AUFRUF ZUR GRÜNDUNG EINER FÖRDERGESELLSCHAFT REGIONALPLAN

Der Westberliner Senat will gemäß der Regierungserklärung von 1963 in den ehemals proletarischen Stadtteilen die objektiven Disparitäten (vernachlässigte Wohnbausubstanz, Unterversorgung mit Sozialeinrichtungen im vorhandenen Raum-programm u.a. Mängel) spektakulär abbauen. Diese Strategie erlaubt aber gleichzeitig neben den erst eingeleiteten Sanierungsprogrammen mit Durchführung des Weißen Kreises die sog. Chancengleichheit der Individuen auf den verschiedenen Märkten vorab als gegeben zu unterstellen. Angesichts dieser Situation erhält der Kampf um emanzipatorische Lebensbedingungen in benachteiligten Stadtgebieten allgemein-politische Relevanz:


Bisher zum Thema erschienen:

Siehe auch die Infopartisan-Linkseite: Reaktionäres von "Rot-Rot"
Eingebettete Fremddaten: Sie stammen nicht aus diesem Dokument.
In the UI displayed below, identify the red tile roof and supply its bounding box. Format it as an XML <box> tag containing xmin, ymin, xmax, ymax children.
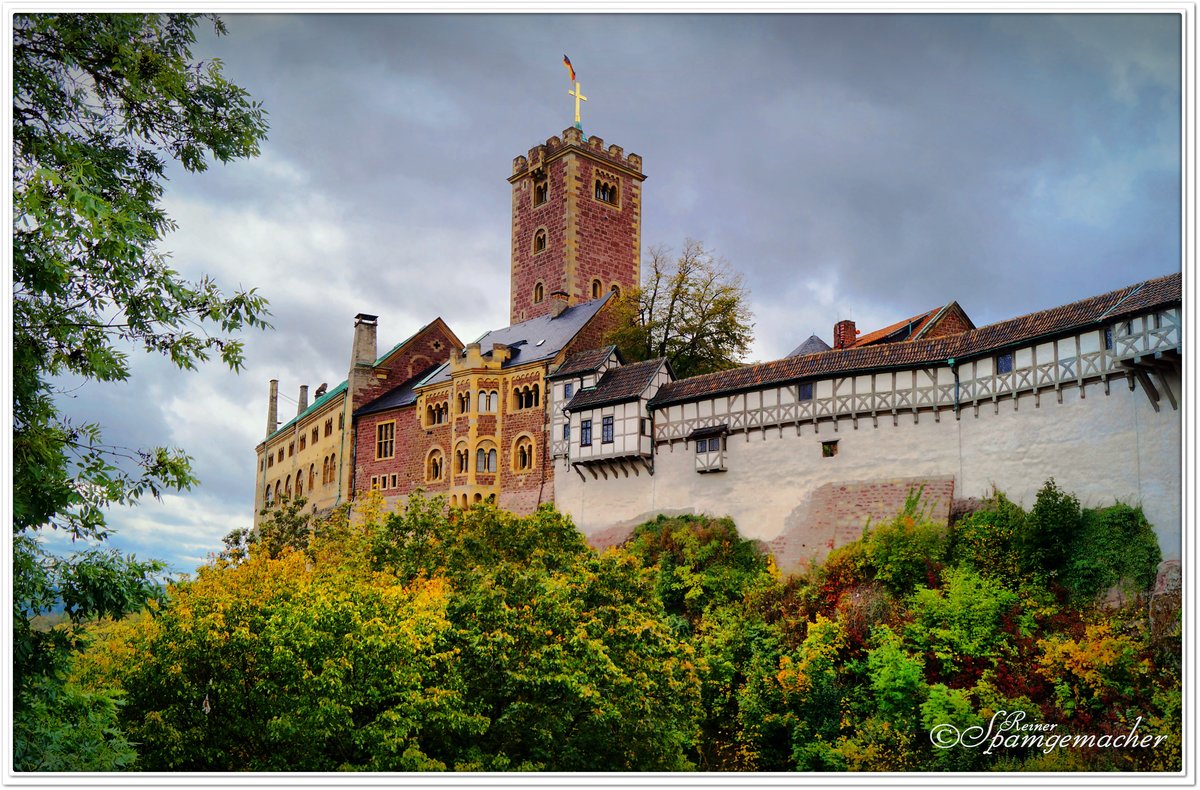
<box><xmin>650</xmin><ymin>268</ymin><xmax>1182</xmax><ymax>408</ymax></box>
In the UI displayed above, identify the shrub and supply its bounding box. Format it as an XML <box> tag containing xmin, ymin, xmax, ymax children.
<box><xmin>1062</xmin><ymin>503</ymin><xmax>1163</xmax><ymax>602</ymax></box>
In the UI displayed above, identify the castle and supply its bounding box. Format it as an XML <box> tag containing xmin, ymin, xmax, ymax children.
<box><xmin>254</xmin><ymin>126</ymin><xmax>1182</xmax><ymax>569</ymax></box>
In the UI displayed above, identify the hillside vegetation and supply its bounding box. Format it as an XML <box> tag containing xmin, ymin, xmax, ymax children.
<box><xmin>51</xmin><ymin>481</ymin><xmax>1181</xmax><ymax>771</ymax></box>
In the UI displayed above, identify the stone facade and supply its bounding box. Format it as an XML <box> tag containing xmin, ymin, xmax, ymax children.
<box><xmin>256</xmin><ymin>118</ymin><xmax>1182</xmax><ymax>570</ymax></box>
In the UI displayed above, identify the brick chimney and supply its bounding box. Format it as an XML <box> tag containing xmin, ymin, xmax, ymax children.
<box><xmin>833</xmin><ymin>319</ymin><xmax>858</xmax><ymax>348</ymax></box>
<box><xmin>550</xmin><ymin>291</ymin><xmax>569</xmax><ymax>318</ymax></box>
<box><xmin>350</xmin><ymin>312</ymin><xmax>379</xmax><ymax>367</ymax></box>
<box><xmin>266</xmin><ymin>378</ymin><xmax>280</xmax><ymax>436</ymax></box>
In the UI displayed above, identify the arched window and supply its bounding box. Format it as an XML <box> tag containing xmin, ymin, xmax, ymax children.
<box><xmin>425</xmin><ymin>448</ymin><xmax>445</xmax><ymax>483</ymax></box>
<box><xmin>512</xmin><ymin>436</ymin><xmax>534</xmax><ymax>472</ymax></box>
<box><xmin>475</xmin><ymin>442</ymin><xmax>496</xmax><ymax>472</ymax></box>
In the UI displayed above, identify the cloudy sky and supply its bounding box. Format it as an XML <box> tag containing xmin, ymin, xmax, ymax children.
<box><xmin>44</xmin><ymin>6</ymin><xmax>1181</xmax><ymax>571</ymax></box>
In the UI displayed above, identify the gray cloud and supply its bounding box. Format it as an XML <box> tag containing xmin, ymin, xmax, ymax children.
<box><xmin>49</xmin><ymin>13</ymin><xmax>1181</xmax><ymax>564</ymax></box>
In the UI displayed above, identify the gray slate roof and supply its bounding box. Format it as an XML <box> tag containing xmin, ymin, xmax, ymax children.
<box><xmin>784</xmin><ymin>335</ymin><xmax>830</xmax><ymax>359</ymax></box>
<box><xmin>546</xmin><ymin>346</ymin><xmax>625</xmax><ymax>379</ymax></box>
<box><xmin>418</xmin><ymin>293</ymin><xmax>613</xmax><ymax>387</ymax></box>
<box><xmin>565</xmin><ymin>357</ymin><xmax>666</xmax><ymax>412</ymax></box>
Nicht nur werden die innerbetrieblichen Kriterien der Lohnfindung bei den absehbaren und angekündigten allgemeinen Steigerungen des Metzinses zunehmend fragwürdiger; das Bündnis mit den vorherrschenden Profitinteressen läßt zudem die Chance eines planvollen Umbaues der sozialen Infrastruktur nach Maßgabe autonom-demokratischer Bedarfsbestimmung verfallen zugunsten einer kurzatmigen Krisen-Vermeidungsstrategie auf dem Bausektor: Hinter der Fassade sozialpolitisch progressiver Stadterneuerung wird in Wirklichkeit mit der lokalen Umschichtung von Bevölkerung als solcher Nachfrage mobilisiert und das Angebot rigoros verknappt.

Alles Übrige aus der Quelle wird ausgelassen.